Tan Xiang-Yu, Li Yu-Ting, Li Hua-Hui, Ma Li-Xiang, Zeng Chui-Mian, Zhang Tian-Tian, Huang Tu-Xiong, Zhao Xiao-Di, Fu Li
Guangdong Province Key Laboratory of Regional Immunity and Diseases, Department of Pharmacology and International Cancer Center, Shenzhen University Medical School, Shenzhen University, Shenzhen, 518055, Guangdong, China.
Shenzhen University-Friedrich Schiller Universität Jena Joint PhD Program in Biomedical Sciences, Shenzhen University Medical School, Shenzhen University, Shenzhen, 518055, Guangdong, China.
Oncogene. 2023 Oct;42(41):3062-3074. doi: 10.1038/s41388-023-02816-1. Epub 2023 Aug 26.
Gastric cancer (GC) is characterized by its vigorous chemoresistance to current therapies, which is attributed to the highly heterogeneous and immature phenotype of cancer stem cells (CSCs) during tumor initiation and progression. The secretory WNT2 ligand regulates multiple cancer pathways and has been demonstrated to be a potential therapeutic target for gastrointestinal tumors; however, its role involved in gastric CSCs (GCSCs) remains unclear. Here, we found that overexpression of WNT2 enhanced stemness properties to promote chemoresistance and tumorigenicity in GCSCs. Mechanistically, WNT2 was positively regulated by its transcription factor SOX4, and in turn, SOX4 was upregulated by the canonical WNT2/FZD8/β-catenin signaling pathway to form an auto-regulatory positive feedback loop, resulting in the maintenance of GCSCs self-renewal and tumorigenicity. Furthermore, simultaneous overexpression of both WNT2 and SOX4 was correlated with poor survival and reduced responsiveness to chemotherapy in clinical GC specimens. Blocking WNT2 using a specific monoclonal antibody significantly disrupted the WNT2-SOX4 positive feedback loop in GCSCs and enhanced the chemotherapeutic efficacy when synergized with the chemo-drugs 5-fluorouracil and oxaliplatin in a GCSC-derived mouse xenograft model. Overall, this study identified a novel WNT2-SOX4 positive feedback loop as a mechanism for GCSCs-induced chemo-drugs resistance and suggested that the WNT2-SOX4 axis may be a potential therapeutic target for gastric cancer treatment.

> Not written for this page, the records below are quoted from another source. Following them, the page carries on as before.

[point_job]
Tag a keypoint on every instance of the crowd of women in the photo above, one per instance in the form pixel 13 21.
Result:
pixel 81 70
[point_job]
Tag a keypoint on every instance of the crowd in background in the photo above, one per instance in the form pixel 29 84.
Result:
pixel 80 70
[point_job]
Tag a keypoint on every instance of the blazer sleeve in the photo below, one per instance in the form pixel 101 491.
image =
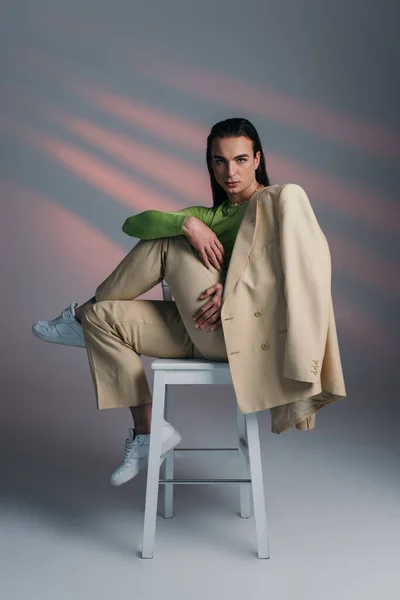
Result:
pixel 306 265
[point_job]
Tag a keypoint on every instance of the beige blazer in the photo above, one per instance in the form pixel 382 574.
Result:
pixel 277 312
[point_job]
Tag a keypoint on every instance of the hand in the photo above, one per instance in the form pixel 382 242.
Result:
pixel 205 241
pixel 209 315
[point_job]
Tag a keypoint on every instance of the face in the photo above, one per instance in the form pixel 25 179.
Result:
pixel 233 160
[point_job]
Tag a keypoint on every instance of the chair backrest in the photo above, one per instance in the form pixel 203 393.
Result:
pixel 166 290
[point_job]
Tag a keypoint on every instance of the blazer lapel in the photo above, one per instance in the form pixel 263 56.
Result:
pixel 242 246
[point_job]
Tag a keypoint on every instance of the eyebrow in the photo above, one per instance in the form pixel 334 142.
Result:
pixel 238 156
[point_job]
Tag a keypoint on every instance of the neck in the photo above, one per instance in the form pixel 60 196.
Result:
pixel 245 195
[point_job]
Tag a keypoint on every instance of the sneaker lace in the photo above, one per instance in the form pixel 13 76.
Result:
pixel 130 445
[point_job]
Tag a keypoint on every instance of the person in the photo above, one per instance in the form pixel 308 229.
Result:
pixel 191 250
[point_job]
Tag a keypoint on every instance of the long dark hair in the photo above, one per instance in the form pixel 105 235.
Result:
pixel 234 127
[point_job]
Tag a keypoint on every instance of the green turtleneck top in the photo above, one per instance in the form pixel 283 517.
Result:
pixel 152 224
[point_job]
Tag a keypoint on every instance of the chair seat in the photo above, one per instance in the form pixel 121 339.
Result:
pixel 189 363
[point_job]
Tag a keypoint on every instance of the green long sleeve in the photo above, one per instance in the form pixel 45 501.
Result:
pixel 152 224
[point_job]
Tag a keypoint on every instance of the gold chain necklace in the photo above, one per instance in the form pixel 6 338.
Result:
pixel 227 205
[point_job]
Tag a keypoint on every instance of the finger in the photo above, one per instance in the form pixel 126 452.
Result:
pixel 204 258
pixel 204 315
pixel 208 317
pixel 219 254
pixel 213 258
pixel 216 324
pixel 207 292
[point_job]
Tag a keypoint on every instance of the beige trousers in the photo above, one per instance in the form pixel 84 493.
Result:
pixel 119 328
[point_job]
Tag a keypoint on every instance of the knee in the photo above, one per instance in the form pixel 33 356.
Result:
pixel 94 315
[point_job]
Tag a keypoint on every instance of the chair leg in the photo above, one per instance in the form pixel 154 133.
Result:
pixel 260 515
pixel 245 505
pixel 168 466
pixel 153 468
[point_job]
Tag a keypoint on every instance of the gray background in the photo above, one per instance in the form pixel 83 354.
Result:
pixel 104 112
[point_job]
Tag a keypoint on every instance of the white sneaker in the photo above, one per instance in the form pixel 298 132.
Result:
pixel 64 329
pixel 137 450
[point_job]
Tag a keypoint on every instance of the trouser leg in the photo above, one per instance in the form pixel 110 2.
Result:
pixel 175 260
pixel 119 328
pixel 117 332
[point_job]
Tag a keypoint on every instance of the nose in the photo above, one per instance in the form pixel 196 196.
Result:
pixel 231 170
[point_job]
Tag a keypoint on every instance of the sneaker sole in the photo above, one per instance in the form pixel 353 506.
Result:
pixel 60 341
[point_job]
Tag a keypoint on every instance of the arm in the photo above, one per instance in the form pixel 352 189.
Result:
pixel 152 224
pixel 306 265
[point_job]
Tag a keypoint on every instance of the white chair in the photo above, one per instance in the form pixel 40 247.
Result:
pixel 173 371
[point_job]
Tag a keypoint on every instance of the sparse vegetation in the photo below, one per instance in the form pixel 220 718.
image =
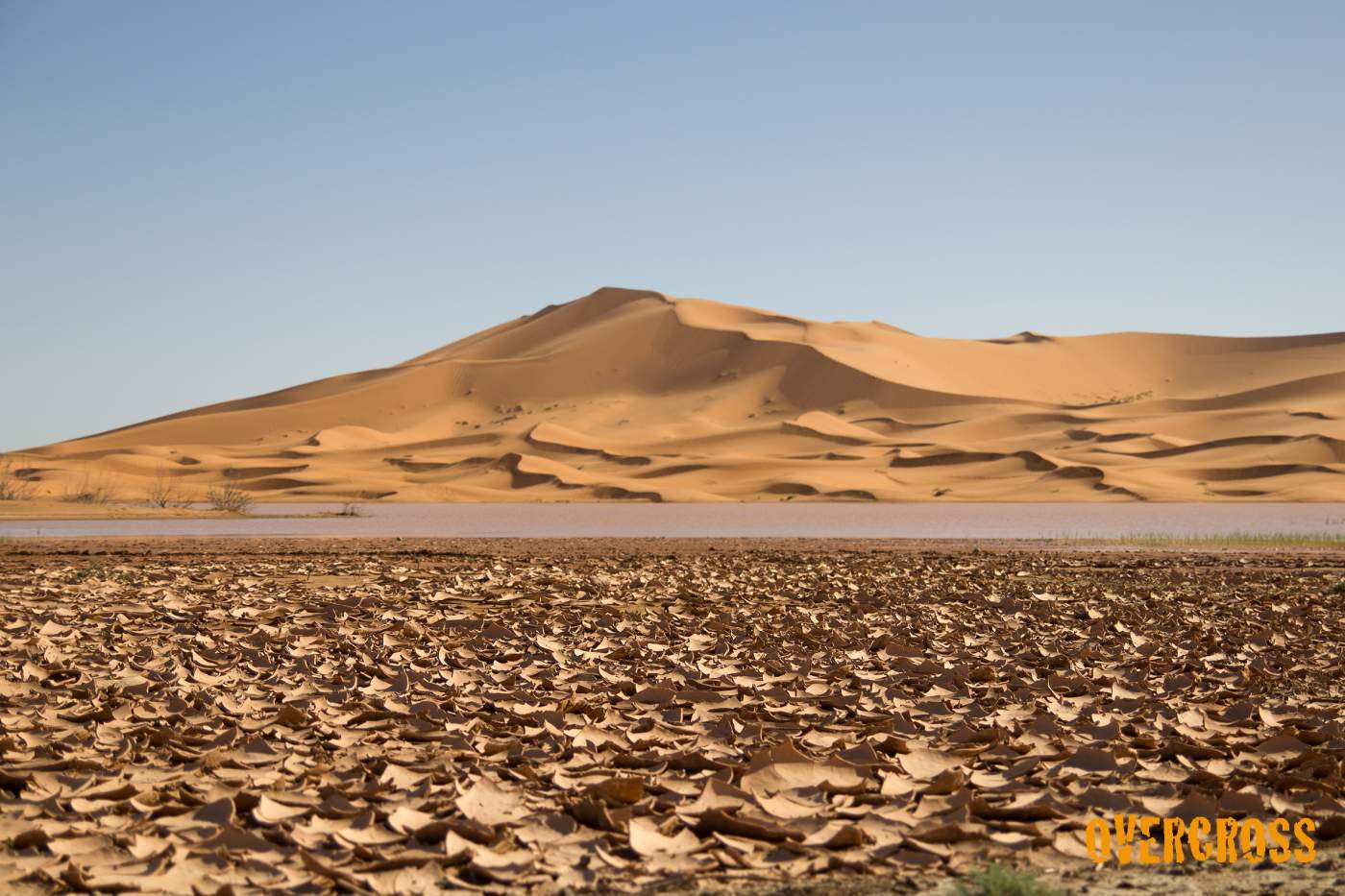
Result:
pixel 89 492
pixel 161 492
pixel 13 486
pixel 229 498
pixel 1004 880
pixel 1228 540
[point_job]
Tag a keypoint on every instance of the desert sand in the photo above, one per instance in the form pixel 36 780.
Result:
pixel 632 395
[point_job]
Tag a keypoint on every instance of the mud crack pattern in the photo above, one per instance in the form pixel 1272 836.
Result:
pixel 394 722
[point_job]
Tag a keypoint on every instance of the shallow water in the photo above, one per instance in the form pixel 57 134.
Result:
pixel 726 521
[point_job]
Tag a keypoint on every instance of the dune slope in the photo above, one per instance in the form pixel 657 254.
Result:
pixel 631 395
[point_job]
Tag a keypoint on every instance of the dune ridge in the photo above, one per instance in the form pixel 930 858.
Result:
pixel 629 395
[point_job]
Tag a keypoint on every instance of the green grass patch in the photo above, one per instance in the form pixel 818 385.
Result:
pixel 1002 880
pixel 1228 540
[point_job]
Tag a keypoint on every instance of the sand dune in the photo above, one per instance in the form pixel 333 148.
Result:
pixel 631 395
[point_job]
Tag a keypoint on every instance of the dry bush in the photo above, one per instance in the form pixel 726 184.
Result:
pixel 229 498
pixel 12 486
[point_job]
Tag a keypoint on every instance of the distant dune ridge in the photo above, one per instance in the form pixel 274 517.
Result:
pixel 632 395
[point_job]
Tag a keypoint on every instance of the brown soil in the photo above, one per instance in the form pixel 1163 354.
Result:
pixel 194 715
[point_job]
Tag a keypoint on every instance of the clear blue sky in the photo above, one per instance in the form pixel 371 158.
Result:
pixel 202 201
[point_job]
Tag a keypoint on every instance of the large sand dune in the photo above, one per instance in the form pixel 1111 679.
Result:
pixel 631 395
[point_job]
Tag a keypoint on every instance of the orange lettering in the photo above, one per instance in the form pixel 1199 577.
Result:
pixel 1226 839
pixel 1253 839
pixel 1304 835
pixel 1199 831
pixel 1098 838
pixel 1278 832
pixel 1147 844
pixel 1173 832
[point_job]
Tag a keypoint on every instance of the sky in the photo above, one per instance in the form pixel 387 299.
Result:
pixel 205 201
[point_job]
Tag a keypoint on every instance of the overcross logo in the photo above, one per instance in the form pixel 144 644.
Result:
pixel 1149 839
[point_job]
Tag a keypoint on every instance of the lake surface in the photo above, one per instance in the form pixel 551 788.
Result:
pixel 726 521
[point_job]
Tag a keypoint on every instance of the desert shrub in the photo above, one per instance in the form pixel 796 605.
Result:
pixel 12 486
pixel 1002 880
pixel 229 498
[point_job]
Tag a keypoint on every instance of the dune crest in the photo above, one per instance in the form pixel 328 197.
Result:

胃癌(GC)的特点是对当前治疗具有强烈的化学抗性,这归因于肿瘤起始和进展过程中癌症干细胞(CSCs)高度异质性和不成熟的表型。分泌型WNT2配体调节多种癌症通路,并且已被证明是胃肠道肿瘤的潜在治疗靶点;然而,其在胃CSCs(GCSCs)中的作用仍不清楚。在此,我们发现WNT2的过表达增强了干性特性,从而促进GCSCs中的化学抗性和致瘤性。机制上,WNT2受其转录因子SOX4的正向调控,反过来,SOX4被经典的WNT2/FZD8/β-连环蛋白信号通路上调,形成一个自动调节的正反馈环,导致GCSCs自我更新和致瘤性的维持。此外,在临床GC标本中,WNT2和SOX4的同时过表达与较差的生存率和化疗反应性降低相关。在GCSC衍生的小鼠异种移植模型中,使用特异性单克隆抗体阻断WNT2可显著破坏GCSCs中的WNT2-SOX4正反馈环,并在与化疗药物5-氟尿嘧啶和奥沙利铂协同作用时增强化疗疗效。总体而言,本研究确定了一种新的WNT2-SOX4正反馈环作为GCSCs诱导化疗药物抗性的机制,并表明WNT2-SOX4轴可能是胃癌治疗的潜在治疗靶点。